On an admittedly slow news weekend, there was something about this photograph that tugged at me.
The picture was front page above fold for a story entitled “An Icy Rescue As Seas Claim A Cruise Ship.” An iceberg punched a hole below the waterline, those aboard spent a few hours in lifeboats before being rescued, and the ship eventually went to the bottom of the Antarctic Ocean.
The story is sappy from start to finish. The Explorer was “fondly known in the maritime world as ‘the little red ship,'” as in The Little Engine that Could, perhaps. It closes with a staffer playing the role of the Old Salt who says, “‘She doesn’t want to give up, I can tell you. I still believe that perhaps it is not the last time that we see her.'” Well, maybe someone will try to salvage a 40-year-old single-hulled craft at the bottom of the world, but don’t bet on it.
If you don’t like the yarn, you won’t like the facts. Although named Explorer, the ship is a cruise ship, carrying “modern adventure travelers” for $7,000-$16,000 a pop. To put it bluntly, those on the ship don’t explore anything. Instead, they go on a set route to have preprogrammed experiences. No wonder they were in such “good spirits”after the rescue: the disaster was a genuine novelty, and one that proved to be just as safe as the trip to Shackleton’s grave. I have no doubt that the episode will be good for business.
Given the reasons to be cynical about this soft news story, why does the image take me down a different path? Perhaps because it looks like one of the toy boats powered by baking soda that I played with in the tub long ago. Or it could be the color: lying on its side on the cold ice flow, it resembles an animal bleeding to death in some lonely winter field. Or the name might matter after all: not just this explorer, but exploration is over, and the challenge now is not discovering some new region but rather living amidst natural scarcity. The ship is disappearing, and so are the ice flows around it. Although they are far more important, no one in the story romanticizes their loss.
Let me add something more to the allegory. Roland Barthes once remarked somewhere that the attraction of a cruise ship, which everyone knows is an antique technology, was that it created the sense of living in an autarky, that is, a self-contained, self-sufficient place. That sense of being a world onto itself is an illusion, of course, one similar to the notion that “modern adventure travelers” are exploring the unknown.
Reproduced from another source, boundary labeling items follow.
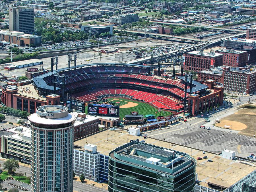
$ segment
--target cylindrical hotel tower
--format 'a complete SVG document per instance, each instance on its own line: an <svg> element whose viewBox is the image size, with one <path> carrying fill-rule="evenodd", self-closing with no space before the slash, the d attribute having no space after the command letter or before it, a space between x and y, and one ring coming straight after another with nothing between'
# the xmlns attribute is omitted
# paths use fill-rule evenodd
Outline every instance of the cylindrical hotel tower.
<svg viewBox="0 0 256 192"><path fill-rule="evenodd" d="M67 108L41 106L30 115L32 192L73 190L73 128Z"/></svg>

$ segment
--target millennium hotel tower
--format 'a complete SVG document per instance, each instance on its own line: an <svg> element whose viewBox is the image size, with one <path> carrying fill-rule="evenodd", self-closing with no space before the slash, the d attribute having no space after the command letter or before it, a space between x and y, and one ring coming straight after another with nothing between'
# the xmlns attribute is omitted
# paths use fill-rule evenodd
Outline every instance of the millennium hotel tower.
<svg viewBox="0 0 256 192"><path fill-rule="evenodd" d="M32 192L73 191L73 128L67 108L41 106L28 117L31 126Z"/></svg>

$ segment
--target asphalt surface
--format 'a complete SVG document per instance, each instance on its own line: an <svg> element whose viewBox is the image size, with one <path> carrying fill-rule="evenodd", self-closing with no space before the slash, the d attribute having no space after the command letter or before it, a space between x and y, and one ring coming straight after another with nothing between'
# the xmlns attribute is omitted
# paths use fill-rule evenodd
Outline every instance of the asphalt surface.
<svg viewBox="0 0 256 192"><path fill-rule="evenodd" d="M181 124L177 122L172 127L148 132L148 136L171 143L192 147L199 150L217 154L228 149L234 151L236 156L245 158L251 153L256 152L256 138L238 134L237 131L225 129L212 125L216 118L221 118L233 114L240 105L247 103L250 96L243 96L240 98L242 103L233 104L230 108L227 107L220 109L217 113L201 115L197 118L191 117L187 122ZM251 98L255 99L254 96ZM237 100L238 101L238 99ZM210 121L207 122L204 119L208 117ZM199 126L203 125L210 127L209 130Z"/></svg>
<svg viewBox="0 0 256 192"><path fill-rule="evenodd" d="M2 165L4 162L4 161L0 160L0 164ZM27 176L29 176L31 175L30 168L26 166L20 165L19 168L16 169L16 171L26 173ZM75 181L73 181L73 190L74 191L79 192L106 192L107 191L92 185L84 184L81 182Z"/></svg>

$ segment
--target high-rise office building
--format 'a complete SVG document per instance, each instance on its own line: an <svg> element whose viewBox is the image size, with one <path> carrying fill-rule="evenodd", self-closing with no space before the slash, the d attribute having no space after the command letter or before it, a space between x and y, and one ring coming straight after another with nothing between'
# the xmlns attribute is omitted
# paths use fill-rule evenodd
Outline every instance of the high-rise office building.
<svg viewBox="0 0 256 192"><path fill-rule="evenodd" d="M28 119L31 125L32 192L71 192L73 128L76 117L67 107L41 106Z"/></svg>
<svg viewBox="0 0 256 192"><path fill-rule="evenodd" d="M133 141L110 153L108 191L193 191L196 164L186 153Z"/></svg>
<svg viewBox="0 0 256 192"><path fill-rule="evenodd" d="M34 9L19 7L9 8L10 31L18 31L29 34L35 31Z"/></svg>

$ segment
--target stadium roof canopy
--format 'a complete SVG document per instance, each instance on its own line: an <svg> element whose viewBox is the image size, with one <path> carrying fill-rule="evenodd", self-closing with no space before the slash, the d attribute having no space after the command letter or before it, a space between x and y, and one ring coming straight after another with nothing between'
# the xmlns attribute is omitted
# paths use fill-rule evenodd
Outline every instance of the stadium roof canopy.
<svg viewBox="0 0 256 192"><path fill-rule="evenodd" d="M143 65L139 65L138 64L130 64L129 63L90 63L89 64L85 64L84 65L77 65L75 67L76 69L79 69L85 67L88 67L90 66L93 65L123 65L126 66L127 67L143 67L146 68L148 68L149 69L150 67L150 66ZM58 70L54 70L52 72L49 72L49 73L45 73L43 75L41 75L39 76L38 76L32 78L34 82L36 85L38 87L46 89L49 89L51 90L54 90L54 87L53 86L49 86L48 85L44 80L43 79L43 78L49 76L51 75L55 74L57 73L60 73L63 71L66 71L69 69L75 69L75 66L72 66L70 67L65 67L65 68L63 68ZM56 89L59 90L61 88L59 87L57 87Z"/></svg>
<svg viewBox="0 0 256 192"><path fill-rule="evenodd" d="M179 79L182 79L183 80L184 80L185 79L185 77L184 76L178 77L177 76L177 78L179 78ZM195 92L196 91L200 91L200 90L203 89L207 89L208 88L208 86L200 83L199 82L197 82L197 81L194 80L193 80L192 81L192 84L195 86L193 87L192 88L192 93ZM190 90L189 89L188 89L187 90L187 92L189 93L190 91Z"/></svg>

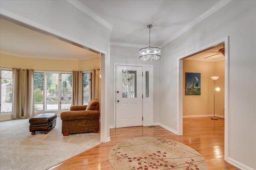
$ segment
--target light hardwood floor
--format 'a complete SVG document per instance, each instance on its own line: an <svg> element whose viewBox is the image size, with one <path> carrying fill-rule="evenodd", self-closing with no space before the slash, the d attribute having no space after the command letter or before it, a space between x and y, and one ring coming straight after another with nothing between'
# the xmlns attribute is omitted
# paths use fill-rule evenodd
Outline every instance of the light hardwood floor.
<svg viewBox="0 0 256 170"><path fill-rule="evenodd" d="M155 126L110 129L111 141L102 143L72 158L50 170L110 170L108 154L114 146L126 139L154 137L176 141L192 147L206 160L208 170L239 170L224 160L224 119L209 117L183 119L183 135L178 136Z"/></svg>

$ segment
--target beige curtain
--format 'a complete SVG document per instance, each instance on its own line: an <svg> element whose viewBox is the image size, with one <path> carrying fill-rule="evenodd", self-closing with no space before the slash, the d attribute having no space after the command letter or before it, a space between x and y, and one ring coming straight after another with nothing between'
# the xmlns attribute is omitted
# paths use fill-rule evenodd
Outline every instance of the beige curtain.
<svg viewBox="0 0 256 170"><path fill-rule="evenodd" d="M100 100L100 69L92 70L92 98L96 98Z"/></svg>
<svg viewBox="0 0 256 170"><path fill-rule="evenodd" d="M32 69L12 69L12 119L34 115L34 72Z"/></svg>
<svg viewBox="0 0 256 170"><path fill-rule="evenodd" d="M73 71L71 106L82 104L82 71Z"/></svg>

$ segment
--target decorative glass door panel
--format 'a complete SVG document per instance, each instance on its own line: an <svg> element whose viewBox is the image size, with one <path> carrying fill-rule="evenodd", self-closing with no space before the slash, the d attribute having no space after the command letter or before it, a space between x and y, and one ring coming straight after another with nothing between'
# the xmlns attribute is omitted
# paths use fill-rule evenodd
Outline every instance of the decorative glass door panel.
<svg viewBox="0 0 256 170"><path fill-rule="evenodd" d="M122 98L137 97L137 71L122 70Z"/></svg>

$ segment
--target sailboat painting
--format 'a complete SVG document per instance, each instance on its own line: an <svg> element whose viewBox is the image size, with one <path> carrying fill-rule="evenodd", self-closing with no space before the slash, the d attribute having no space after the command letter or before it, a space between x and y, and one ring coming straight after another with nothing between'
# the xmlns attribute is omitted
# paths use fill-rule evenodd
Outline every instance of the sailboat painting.
<svg viewBox="0 0 256 170"><path fill-rule="evenodd" d="M186 95L201 95L201 74L186 73Z"/></svg>

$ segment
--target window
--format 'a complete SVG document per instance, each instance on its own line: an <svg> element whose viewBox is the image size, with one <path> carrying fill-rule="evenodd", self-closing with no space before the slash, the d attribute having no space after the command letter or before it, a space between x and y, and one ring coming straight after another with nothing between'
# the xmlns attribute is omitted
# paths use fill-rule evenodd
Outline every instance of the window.
<svg viewBox="0 0 256 170"><path fill-rule="evenodd" d="M58 73L46 73L46 110L58 109Z"/></svg>
<svg viewBox="0 0 256 170"><path fill-rule="evenodd" d="M92 73L84 72L83 73L83 96L82 103L83 105L86 105L89 103L91 99L91 77Z"/></svg>
<svg viewBox="0 0 256 170"><path fill-rule="evenodd" d="M34 110L44 109L44 73L34 72Z"/></svg>
<svg viewBox="0 0 256 170"><path fill-rule="evenodd" d="M61 74L60 109L69 109L72 100L72 74Z"/></svg>
<svg viewBox="0 0 256 170"><path fill-rule="evenodd" d="M82 104L91 99L91 72L82 73ZM73 75L70 72L35 71L34 108L36 111L69 109L72 101Z"/></svg>
<svg viewBox="0 0 256 170"><path fill-rule="evenodd" d="M12 112L12 70L1 68L1 113Z"/></svg>

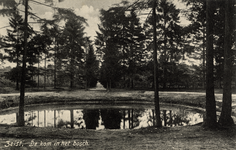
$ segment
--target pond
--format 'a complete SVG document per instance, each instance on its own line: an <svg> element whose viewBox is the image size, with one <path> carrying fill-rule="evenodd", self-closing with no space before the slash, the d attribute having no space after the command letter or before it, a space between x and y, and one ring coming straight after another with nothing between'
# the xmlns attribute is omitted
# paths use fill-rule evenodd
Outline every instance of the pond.
<svg viewBox="0 0 236 150"><path fill-rule="evenodd" d="M0 124L15 124L18 109L1 111ZM99 105L40 105L25 108L25 125L75 129L138 129L155 125L154 107ZM203 112L188 107L161 105L162 125L203 122Z"/></svg>

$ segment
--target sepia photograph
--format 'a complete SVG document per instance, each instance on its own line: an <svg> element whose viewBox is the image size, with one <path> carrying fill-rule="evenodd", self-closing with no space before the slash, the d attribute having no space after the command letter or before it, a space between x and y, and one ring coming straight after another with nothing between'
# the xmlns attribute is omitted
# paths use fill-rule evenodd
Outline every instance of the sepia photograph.
<svg viewBox="0 0 236 150"><path fill-rule="evenodd" d="M0 0L0 149L236 149L236 0Z"/></svg>

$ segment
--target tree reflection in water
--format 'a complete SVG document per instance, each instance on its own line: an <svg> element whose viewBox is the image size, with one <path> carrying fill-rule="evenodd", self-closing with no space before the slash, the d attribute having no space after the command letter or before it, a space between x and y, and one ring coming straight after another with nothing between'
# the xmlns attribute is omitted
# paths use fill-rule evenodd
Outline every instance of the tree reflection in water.
<svg viewBox="0 0 236 150"><path fill-rule="evenodd" d="M119 109L101 109L101 117L106 129L120 129L122 113Z"/></svg>
<svg viewBox="0 0 236 150"><path fill-rule="evenodd" d="M6 114L0 118L1 123L9 120L11 124L18 117L13 113L12 117ZM191 109L175 108L162 110L161 119L163 126L184 126L202 122L203 115ZM155 125L153 109L38 110L25 112L25 120L27 126L77 129L137 129Z"/></svg>
<svg viewBox="0 0 236 150"><path fill-rule="evenodd" d="M99 109L84 109L83 113L86 129L96 129L98 127Z"/></svg>

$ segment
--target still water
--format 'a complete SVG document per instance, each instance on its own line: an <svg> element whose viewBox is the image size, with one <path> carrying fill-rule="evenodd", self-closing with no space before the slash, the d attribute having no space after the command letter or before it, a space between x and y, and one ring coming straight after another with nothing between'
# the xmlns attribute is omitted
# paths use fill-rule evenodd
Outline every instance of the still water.
<svg viewBox="0 0 236 150"><path fill-rule="evenodd" d="M37 108L37 109L36 109ZM15 124L17 110L0 115L0 124ZM162 125L167 127L193 125L203 121L203 113L177 106L161 106ZM93 108L29 107L25 125L76 129L137 129L155 125L154 109L150 108Z"/></svg>

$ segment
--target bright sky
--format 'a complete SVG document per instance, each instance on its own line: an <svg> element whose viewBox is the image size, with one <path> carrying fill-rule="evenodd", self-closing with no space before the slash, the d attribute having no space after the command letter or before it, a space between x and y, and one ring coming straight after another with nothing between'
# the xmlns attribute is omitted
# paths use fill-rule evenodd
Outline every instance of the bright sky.
<svg viewBox="0 0 236 150"><path fill-rule="evenodd" d="M17 1L17 0L16 0ZM35 0L44 3L45 0ZM99 10L101 8L108 9L113 4L120 3L122 0L64 0L61 3L55 3L57 7L63 8L73 8L77 15L83 16L87 19L88 26L85 28L87 36L91 36L94 39L96 36L96 31L98 31L99 20ZM135 0L129 0L135 1ZM174 0L177 8L184 8L184 4L180 3L178 0ZM33 13L41 18L51 19L53 15L53 9L47 6L39 5L29 0L29 6L32 8ZM1 8L1 7L0 7ZM24 10L24 7L20 8ZM23 15L24 16L24 15ZM0 16L0 35L6 35L6 28L2 28L9 25L9 18ZM29 22L34 20L29 18ZM34 21L35 22L35 21ZM184 18L181 18L181 24L188 24ZM39 24L31 24L31 26L39 31ZM5 64L7 66L9 63ZM1 63L0 63L1 65ZM9 64L10 65L10 64ZM13 65L15 66L15 65Z"/></svg>

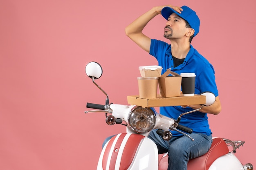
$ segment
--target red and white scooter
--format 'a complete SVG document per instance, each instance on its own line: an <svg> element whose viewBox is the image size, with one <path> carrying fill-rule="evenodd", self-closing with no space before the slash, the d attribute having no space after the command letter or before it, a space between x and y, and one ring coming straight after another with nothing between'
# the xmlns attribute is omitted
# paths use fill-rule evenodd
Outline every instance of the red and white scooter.
<svg viewBox="0 0 256 170"><path fill-rule="evenodd" d="M108 96L94 81L101 76L101 66L97 62L90 62L86 65L85 72L93 83L106 95L107 98L105 105L87 103L87 108L97 110L85 113L105 113L108 124L119 124L126 126L126 133L116 135L105 144L100 156L97 170L166 170L167 153L159 161L156 145L147 137L154 129L158 129L158 133L166 140L171 138L173 131L193 140L189 135L192 129L180 124L179 122L183 115L200 109L182 114L175 120L159 114L153 108L109 104ZM214 95L211 93L202 95L206 96L205 104L204 105L211 105L215 100ZM248 163L243 165L234 155L236 149L242 146L244 141L232 141L219 137L213 137L213 140L208 153L189 161L188 170L253 169L252 165ZM232 147L231 152L228 146Z"/></svg>

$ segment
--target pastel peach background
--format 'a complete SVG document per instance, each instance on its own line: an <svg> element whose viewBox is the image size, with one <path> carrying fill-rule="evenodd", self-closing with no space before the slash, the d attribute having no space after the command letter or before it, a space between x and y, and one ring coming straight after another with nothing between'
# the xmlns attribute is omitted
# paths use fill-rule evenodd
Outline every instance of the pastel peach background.
<svg viewBox="0 0 256 170"><path fill-rule="evenodd" d="M236 155L256 166L255 1L0 0L0 169L96 169L103 140L125 129L83 113L106 98L85 66L99 63L97 83L110 102L127 104L138 94L138 66L157 63L124 28L168 4L200 18L192 44L215 68L222 106L209 116L213 135L245 141ZM165 24L158 16L144 33L166 41Z"/></svg>

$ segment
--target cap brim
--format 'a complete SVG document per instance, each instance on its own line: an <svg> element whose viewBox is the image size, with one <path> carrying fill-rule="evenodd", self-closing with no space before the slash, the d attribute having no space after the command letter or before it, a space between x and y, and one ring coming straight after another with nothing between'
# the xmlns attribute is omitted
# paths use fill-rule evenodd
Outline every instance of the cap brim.
<svg viewBox="0 0 256 170"><path fill-rule="evenodd" d="M164 8L163 8L162 11L161 11L161 14L162 14L162 16L165 18L166 20L168 20L168 18L173 13L175 13L180 17L183 18L180 15L180 14L178 13L177 12L175 11L174 10L173 10L171 8L169 7L166 7Z"/></svg>

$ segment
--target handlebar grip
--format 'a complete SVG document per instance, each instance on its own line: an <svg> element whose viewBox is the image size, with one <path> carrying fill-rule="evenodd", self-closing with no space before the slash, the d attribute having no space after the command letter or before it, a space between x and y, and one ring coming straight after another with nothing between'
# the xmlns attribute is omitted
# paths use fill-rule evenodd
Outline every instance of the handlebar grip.
<svg viewBox="0 0 256 170"><path fill-rule="evenodd" d="M86 104L87 108L95 109L100 110L105 110L105 105L99 105L97 104L87 103Z"/></svg>
<svg viewBox="0 0 256 170"><path fill-rule="evenodd" d="M193 129L191 128L189 128L184 126L181 125L180 124L176 127L176 128L181 131L182 131L188 133L189 134L191 134L193 131Z"/></svg>

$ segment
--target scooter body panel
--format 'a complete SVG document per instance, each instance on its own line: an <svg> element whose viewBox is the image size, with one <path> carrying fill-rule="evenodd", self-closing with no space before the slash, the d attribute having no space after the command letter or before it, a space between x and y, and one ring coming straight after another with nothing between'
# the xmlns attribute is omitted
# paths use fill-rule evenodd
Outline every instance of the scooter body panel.
<svg viewBox="0 0 256 170"><path fill-rule="evenodd" d="M216 159L209 170L244 170L244 168L234 154L229 153Z"/></svg>

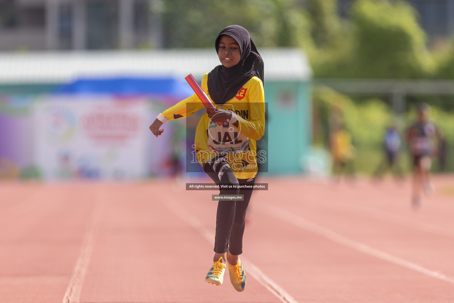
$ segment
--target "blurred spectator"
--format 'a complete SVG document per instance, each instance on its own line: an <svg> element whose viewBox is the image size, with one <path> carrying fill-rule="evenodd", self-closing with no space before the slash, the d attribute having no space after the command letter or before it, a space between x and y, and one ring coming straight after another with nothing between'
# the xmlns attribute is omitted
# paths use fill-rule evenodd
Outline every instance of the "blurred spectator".
<svg viewBox="0 0 454 303"><path fill-rule="evenodd" d="M400 137L395 125L390 126L385 133L383 147L385 157L379 164L374 176L377 178L383 177L385 171L390 169L395 177L402 178L403 174L399 161L400 151Z"/></svg>
<svg viewBox="0 0 454 303"><path fill-rule="evenodd" d="M340 176L346 174L353 176L355 167L353 160L355 149L352 144L351 135L340 123L330 135L330 149L333 158L333 172Z"/></svg>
Both myths die hard. If the photo is poignant, it may be because we can imagine not just a ship but a civilization going under. That is, if modern civilization is to avoid disaster, it needs more than a double hull or other technological backups. Instead, we have to give up the idea that we are a law onto ourselves, that we can provide adequately and sustain indefinitely without regard to the natural limits and complex dynamics of the rest of the planet.
Photograph from Fuerza Aerea de Chile [Chilean Air Force] via European Presssphoto Agency.
The photo also reveals the intrusiveness of visuality. These tourists pay a premium to witness the environment in all of its pure and/or threatened glory and in order to satisfy their demanding need to see, they litter the ocean floor with their boat. Much like an accident involving news helicopters or car crashes involving papparazzi, a society’s need to bear witness sometimes becomes so intrusive that we leave the visual remainders of our looking and thereby obscure the thing we wanted to see in the first place.
Actually, the news story isn’t as soft as the teddy-bear reportage proclaims. While the image is pristine and colorful, one of the things that we don’t see is the full tank of fuel that is now on the bottom of the sea filtering up to the surface and poisoning everything in its wake. That’s a nice bonus for the environmentally conscious tourists, I’m sure. And the red and white is a nice contrast with that desolate gray water, so it’s as though the human presence has kind of “enlivened” the place, lucky polar bears! Just like a children’s book — this is an image that has been made for “innocent” eyes while the adults hide the dark truth below the surface.
Quite a picture. My sense is that the picture, unlike some of the others, “opens” response in a particular way: it displays the tension between nature and culture. The striking artificiality of the bright red “Explorer” stands in stark contrast to the broad expanse of “nature” on which it quite literally rests.
What we are to make of this contrast depends o what we bring with us. All of the responses so far make good sense: we bring destruction and danger, we bring a self-contained social order, we bring stories of adventure and exploration, we experience nature or we observe it–but we don’t make it.
Because the contrast is so stark, perhaps the one thing that this photo does not encourage are ways to mediate the difference. Nature is nature, culture is culture. By re-producing this fundamental divide the picture makes it harder to “see” ways in which Antarctica might be a human production, the boat a fact of nature.